Edit: Since I have gotten quite a few disagreements, I would like to know why. Firing of a quick question and asking a follow up is so much faster than googling or using wikipedia / combing through reddit threads most of the time. Also its an amazing learning partner, when you want to dabble with something that you have little expertise in. Of course its not perfect, but it seems clearly not in the “We have not yet figured out how to make LLMs useful” state.
I really like the interesting context you provide via storytelling about the use of daguerrotypes by historical explorers, and making the connection to LLMs.
When I think about how the daguerrotype fits into a technological arc, I view it as:
An interesting first version of a consumer technology, but also
Something that was quite comedically fundamentally flawed — imagining an explorer arduously grappling with sheets of polished silver to get a grainy, monochrome sketch of their vivid endeavours is quite amusing
I think your comparison to LLMs holds well for 1), but is less compelling for 2). I know you state a disclaimer of not making a comment about “certain amount of useful or useless” but you do talk about how useful LLMs are for you, and I think it is relevant to make a comparison.

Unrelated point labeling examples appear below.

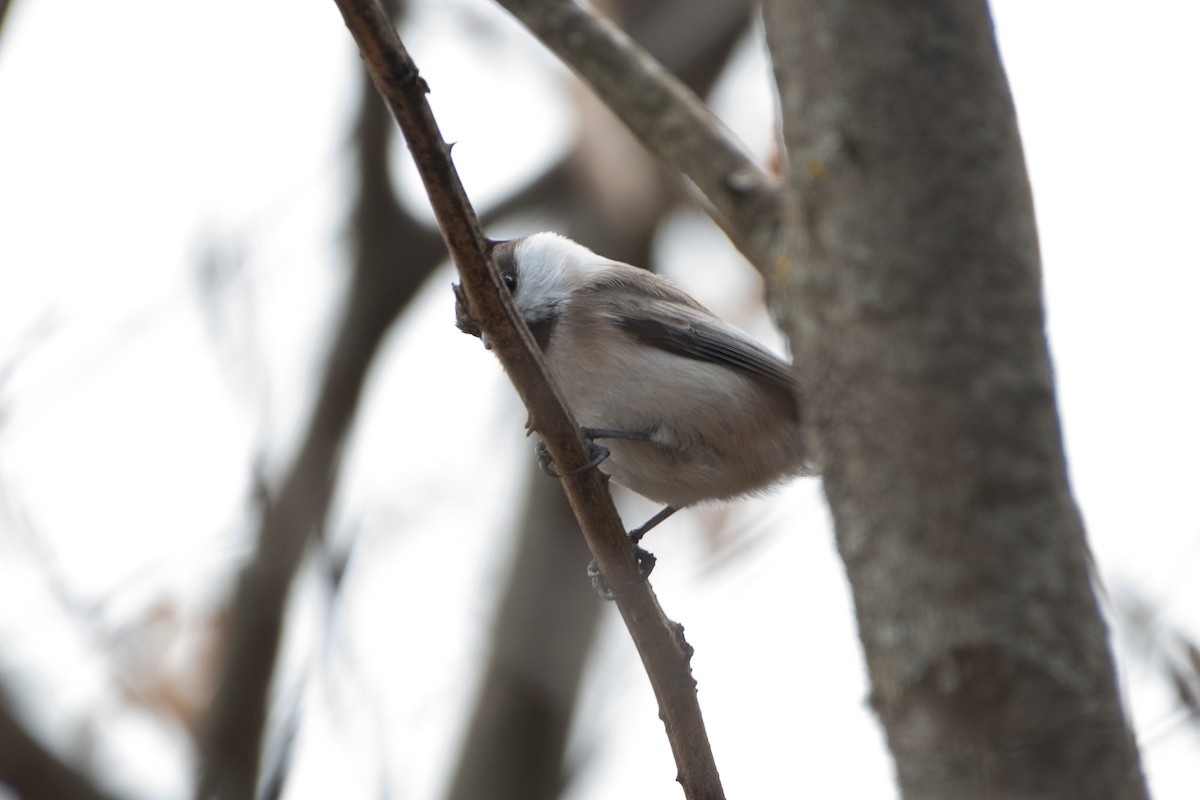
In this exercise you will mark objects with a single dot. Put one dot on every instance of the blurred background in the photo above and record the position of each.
(210, 236)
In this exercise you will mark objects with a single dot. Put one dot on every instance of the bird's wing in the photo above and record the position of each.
(709, 341)
(660, 314)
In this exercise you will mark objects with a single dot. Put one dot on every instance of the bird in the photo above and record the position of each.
(689, 408)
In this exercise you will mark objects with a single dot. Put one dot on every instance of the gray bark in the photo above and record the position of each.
(910, 283)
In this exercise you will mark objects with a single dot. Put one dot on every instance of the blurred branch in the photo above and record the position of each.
(666, 116)
(517, 737)
(34, 771)
(659, 641)
(378, 293)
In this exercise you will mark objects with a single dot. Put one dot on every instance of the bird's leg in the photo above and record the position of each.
(597, 453)
(646, 559)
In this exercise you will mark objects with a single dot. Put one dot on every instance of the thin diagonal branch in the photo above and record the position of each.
(666, 116)
(31, 770)
(659, 641)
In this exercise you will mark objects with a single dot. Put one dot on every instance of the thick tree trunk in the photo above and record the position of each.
(911, 288)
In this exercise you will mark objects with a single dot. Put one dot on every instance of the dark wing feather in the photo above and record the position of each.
(713, 342)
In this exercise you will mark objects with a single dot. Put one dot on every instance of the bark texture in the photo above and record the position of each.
(911, 288)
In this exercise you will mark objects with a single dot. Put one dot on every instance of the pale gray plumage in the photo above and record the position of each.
(633, 353)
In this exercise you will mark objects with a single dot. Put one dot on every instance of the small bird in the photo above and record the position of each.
(689, 408)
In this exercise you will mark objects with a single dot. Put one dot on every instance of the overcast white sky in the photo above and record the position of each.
(133, 133)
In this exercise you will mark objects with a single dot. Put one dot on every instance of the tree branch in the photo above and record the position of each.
(912, 294)
(665, 654)
(666, 116)
(34, 771)
(381, 288)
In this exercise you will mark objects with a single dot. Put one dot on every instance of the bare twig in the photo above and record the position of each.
(659, 641)
(666, 116)
(382, 287)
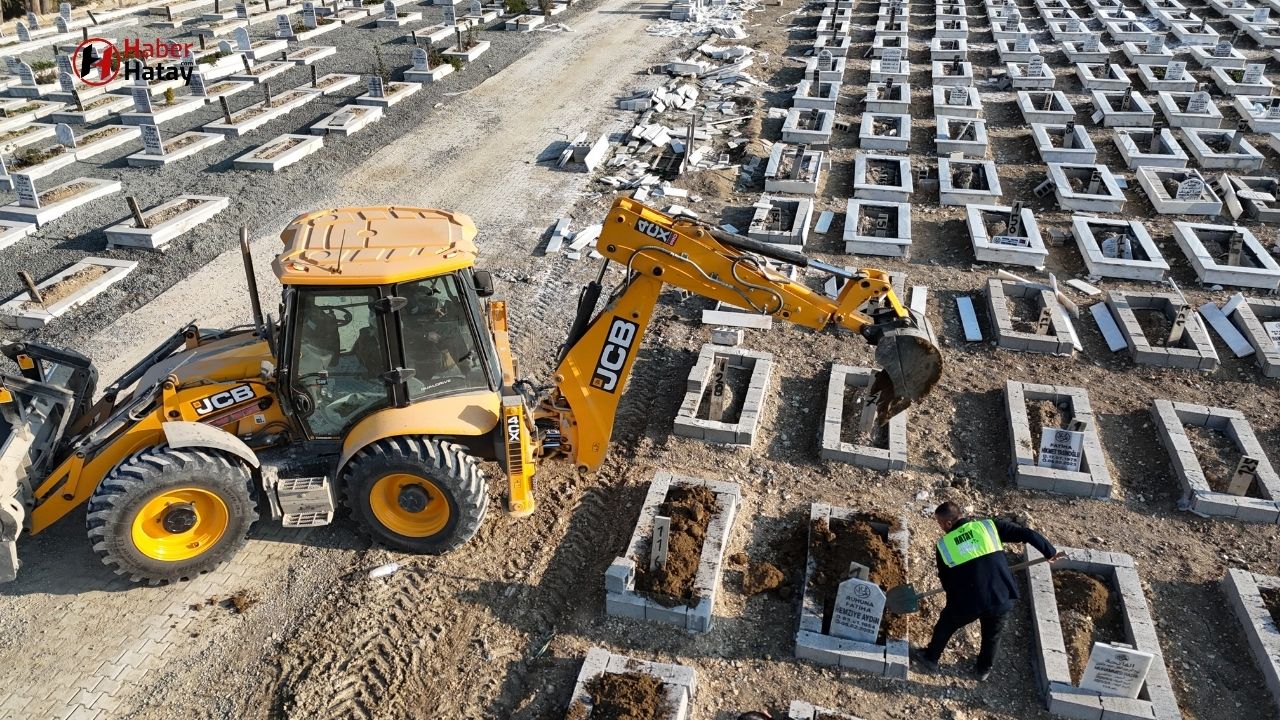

As you point out hundreds of millions of people use ChatGPT — 1 million used it in the first 5 days of release, and OpenAI anticipate 1 billion users by the end of 2025. This does imply ease of use and good product-world fit.
You state:
but we already know that given an individual statement LLMs are highly capable of text classification — extending this for Reddit-style consensus feels like a relatively small engineering change versus a daguerrotype-to-camera type jump.
LLMs do have some funny flaws, like hallucination and sycophancy, but personally I can’t map these to be comparable to the daguerrotype and I speculate that ChatGPT will be viewed less like a “comedically flawed first try at the future thing” (like daguerrotype-camera) and more like a “promising first version of the future thing” (like typewriter-digital word processor).